Le 1er décembre 1952, Staline déclare au Politburo que « Tout sioniste est l’agent du service de renseignement américain. Les nationalistes juifs pensent que leur nation a été sauvée par les Etats-Unis, là où ils peuvent y devenir riches, bourgeois. Ils pensent qu’ils ont une dette envers les Américains. Or parmi mes médecins, il y a beaucoup de sionistes ».

 

Le complot ou « l’affaire des blouses blanches » éclate publiquement le 13 janvier 1953, lorsque la Pravda publie un long article intitulé « Sous le masque des médecins universitaires, des espions tueurs et vicieux ». Cet article dénonce un « complot de bourgeois sionistes ». Un groupe de médecins juifs est accusé d’avoir assassiné deux dirigeants soviétiques (Chtcherbakow et Jdanov) et d’avoir prévu d’en assassiner d’autres. Ils auraient agi sur ordre du Jewish Joint Distribution Committee, une organisation juive américaine humanitaire !

Ce n’est pas la première fois que Staline lance des campagnes anti-sémites. Par le passé, de nombreux articles de la Pravda dénonçaient le « cosmopolitisme apatride », expression désignant les Juifs. Mais cette fois-ci, ce complot « sioniste » totalement fabriqué par Staline produit au sein de la société soviétique un effet de vraisemblance puisant dans une tradition antisémite profondément ancrée dans la société russe.

De nombreux médecins et pharmaciens juifs accusés d’avoir participé de près ou de loin à ce pseudo-complot sont arrêtés. Au départ, 37 personnes sont arrêtées, mais le chiffre atteint rapidement plusieurs centaines. Parmi les médecins arrêtés se trouvent le médecin personnel de Staline, Vladimir Vinogradov et le général médecin-chef de l’Armée rouge Miron Vovsi, deux praticiens renommés. Le 12 février 1953, Maria Weitzmann, médecin et sœur cadette du premier président de l’Etat d’Israël, Chaïm Weitzmann, est arrêtée. Relâchée en août 1953, elle émigre en Israël en 1956.

Souffrant depuis de nombreuses années d’athérosclérose, Staline est victime d’une attaque cérébrale le 1er mars 1953. Sans assistance médicale jusqu’au 2 mars, il est finalement déclaré mort le 5 mars 1953. Si le décès de Staline met fin à la menace qui pèse sur les Juifs d’URSS, il ne fait que renforcer la haine antisémite qui enfle depuis la publication en janvier de l’article de la Pravda. Pour une partie de la société soviétique, Staline serait à son tour victime d’un « complot juif » !

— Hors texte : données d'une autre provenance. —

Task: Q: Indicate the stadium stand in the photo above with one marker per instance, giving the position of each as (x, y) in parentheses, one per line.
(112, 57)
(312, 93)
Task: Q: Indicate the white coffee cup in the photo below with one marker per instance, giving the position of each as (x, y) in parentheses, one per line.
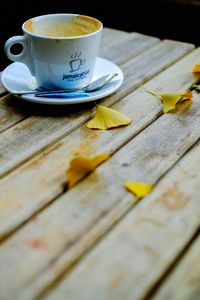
(60, 50)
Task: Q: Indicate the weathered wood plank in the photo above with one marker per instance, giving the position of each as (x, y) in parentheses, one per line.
(111, 36)
(140, 249)
(35, 133)
(184, 282)
(13, 110)
(43, 178)
(132, 45)
(58, 236)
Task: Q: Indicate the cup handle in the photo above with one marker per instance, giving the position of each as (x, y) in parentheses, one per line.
(24, 56)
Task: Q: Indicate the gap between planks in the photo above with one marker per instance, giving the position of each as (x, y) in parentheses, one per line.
(45, 131)
(183, 282)
(145, 158)
(144, 244)
(13, 110)
(43, 178)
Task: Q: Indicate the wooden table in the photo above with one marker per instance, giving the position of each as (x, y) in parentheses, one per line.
(94, 241)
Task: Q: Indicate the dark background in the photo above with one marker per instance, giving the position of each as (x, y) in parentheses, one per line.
(160, 18)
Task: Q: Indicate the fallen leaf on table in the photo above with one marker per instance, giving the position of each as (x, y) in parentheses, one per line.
(80, 166)
(196, 69)
(196, 73)
(170, 100)
(139, 189)
(106, 118)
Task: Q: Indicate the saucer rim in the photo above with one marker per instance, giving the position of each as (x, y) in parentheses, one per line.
(64, 101)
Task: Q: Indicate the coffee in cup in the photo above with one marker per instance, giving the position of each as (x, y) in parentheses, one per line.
(60, 50)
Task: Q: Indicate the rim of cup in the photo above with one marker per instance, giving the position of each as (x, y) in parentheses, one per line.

Un mois après la disparition de Staline, la Pravda publie une note d’information du ministère de l’Intérieur annonçant que les médecins inculpés sont réhabilités et libérés. En réalité, une partie seulement des accusés profitera de la liberté et de la réhabilitation immédiatement après la mort de Staline. Il faudra attendre la Perestroïka de la fin des années 1980 pour que tous les accusés soient totalement réhabilités.